1. A fan rotation speed control circuit comprising:

an AC power source;

a coil electrically connected with the AC power source;

a sensing module having a first resistor and a sensing device in parallel with mentioned first resistor, wherein mentioned coil electrically connected with the first resistor and the sensing device;

a capacitor electrically connected with the first resistor and the sensing device;

a DIAC electrically connected with the first resistor, the sensing device and the capacitor; and

a TRIAC having a first terminal, a second terminal and a gate terminal, wherein mentioned first terminal electrically connected with the first resistor, the sensing device and the coil, mentioned second terminal electrically connected with the capacitor and the AC power source, and mentioned gate terminal electrically connected with the DIAC.

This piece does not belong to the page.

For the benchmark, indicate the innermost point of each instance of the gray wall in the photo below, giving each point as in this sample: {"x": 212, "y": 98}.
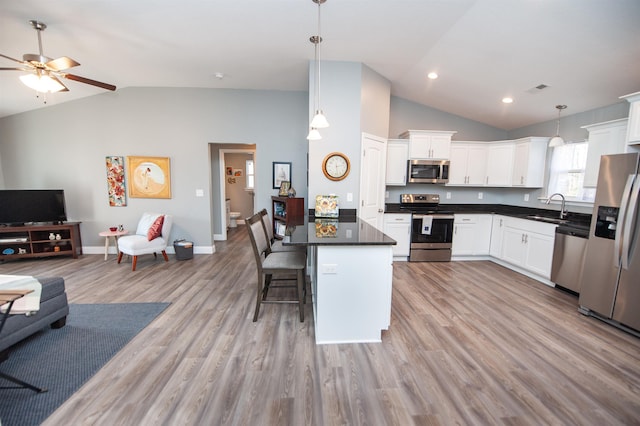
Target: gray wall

2. The fan rotation speed control circuit in accordance with claim 1, wherein the sensing device can be a temperature sensing device which is chosen from one of positive temperature coefficient thermistor or negative temperature coefficient thermistor.

3. The fan rotation speed control circuit in accordance with claim 1, wherein the sensing device can be a light sensing device.

4. The fan rotation speed control circuit in accordance with claim 1, wherein the sensing module further comprises a second resistor electrically connected with the sensing device and the capacitor.